Refara memasang muka bersalah, menyerahkan berkas yang sudah dia periksa dan revisi. "Mohon koreksinya, takut ada yang salah."

"Jika masih harus dikoreksi, untuk apa saya menyuruhmu membaca ulang. Bodoh!"

Seketika, Refara menelan ludah dengan susah payah. Tak menyangka jika targetnya adalah sosok bermulut pedas.

"Biar saya yang mengoreksi ulang," sahut Ilham, "kita sudah sangat terlambat jika terus berdebat."

Firhan menatap sengit asisten pribadinya. "Biarkan dia ikut meeting kali ini," ucapnya mengajak Refara.

"Tapi, Pak."

"Lebih baik dia banyak belajar daripada terus melakukan kesalahan." Berjalan lebih dulu meninggalkan Ilham.

"Kamu dengar itu, Re? Cepat ikut kami."

Tanpa berpikir panjang lagi, Refara merapikan meja dan mengikuti langkah kedua atasannya tersebut. 
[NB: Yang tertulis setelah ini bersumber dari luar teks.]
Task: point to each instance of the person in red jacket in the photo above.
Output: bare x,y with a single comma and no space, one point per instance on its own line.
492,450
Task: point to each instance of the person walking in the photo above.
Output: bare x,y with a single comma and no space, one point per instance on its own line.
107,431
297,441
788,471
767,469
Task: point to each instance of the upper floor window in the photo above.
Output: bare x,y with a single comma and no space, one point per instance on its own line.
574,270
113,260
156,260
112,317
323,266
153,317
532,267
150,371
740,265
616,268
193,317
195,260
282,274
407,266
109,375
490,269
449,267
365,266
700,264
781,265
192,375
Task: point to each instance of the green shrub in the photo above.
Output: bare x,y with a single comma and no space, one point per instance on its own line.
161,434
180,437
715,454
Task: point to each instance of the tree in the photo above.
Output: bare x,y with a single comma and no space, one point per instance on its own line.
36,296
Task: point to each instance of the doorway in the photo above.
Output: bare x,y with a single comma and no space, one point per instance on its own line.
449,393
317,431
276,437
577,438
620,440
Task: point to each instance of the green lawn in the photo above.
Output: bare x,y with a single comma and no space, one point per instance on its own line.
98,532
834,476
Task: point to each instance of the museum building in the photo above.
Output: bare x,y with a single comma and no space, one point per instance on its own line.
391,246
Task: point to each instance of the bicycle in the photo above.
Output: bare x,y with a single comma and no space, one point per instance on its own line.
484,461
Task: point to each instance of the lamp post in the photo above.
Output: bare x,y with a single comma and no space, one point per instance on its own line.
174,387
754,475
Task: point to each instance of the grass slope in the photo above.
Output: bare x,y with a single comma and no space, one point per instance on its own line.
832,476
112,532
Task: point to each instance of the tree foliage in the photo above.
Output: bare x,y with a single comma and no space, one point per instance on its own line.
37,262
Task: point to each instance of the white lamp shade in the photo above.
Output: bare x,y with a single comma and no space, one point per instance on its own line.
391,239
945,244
Masuk ruang meeting yang berada di lantai empat, Refara melihat beberapa orang sudah duduk dengan asisten masing-masing. Memberikan kode padanya untuk segera membagikan berkas tadi, perempuan itu mengangguk.

"Tumben telat, Fir," ucap salah seorang dari mereka. Wajahnya mirip Firhan, tetapi sedikit lebih chubby. Refara mengenalinya sebagai salah satu keluarga Firhan.

"Perutku sedikit mual, Mas. Jadi, sarapan dulu."

"Siapa yang kamu bawa itu?"

"Sekretaris baru, menggantikan Bu Komang," jawab Firhan setelah dia duduk di sebelah lelaki yang menyapa Firhan tadi.

"Sepertinya, meeting kali ini sudah bisa dimulai. Semua pimpinan cabang sudah hadir," ucap salah seorang pria berumur sekitar lima puluh tahunan.

"Rasanya belum semua pimpinan cabang hadir dan beliau merupakan orang terpenting dalam proyek kita kali ini. Jadi, sebaiknya kita menunggu kedatangannya," sahut lainnya.

Refara cuma bisa menatap mereka semua dengan pertanyaan-pertanyaan yang memenuhi kepala tanpa bisa bertanya siapa mereka sebenarnya.

"Dasar anak pelakor. Tidak pernah bisa menghargai waktu."

Di saat perkataan lelaki yang diketahui Refara adalah saudara kandung Firhan tersebut mengatupkan bibirnya. Pintu ruangan dibuka oleh seseorang.

"Jaga mulutmu. Beraninya cuma di belakang saat orangnya tidak ada," ucap lelaki dengan sorot mata tajam penuh wibawa.

Refara membulatkan mata. "Kenapa dia di sini? Apakah dia bagian dari Warna Jaya Grup?"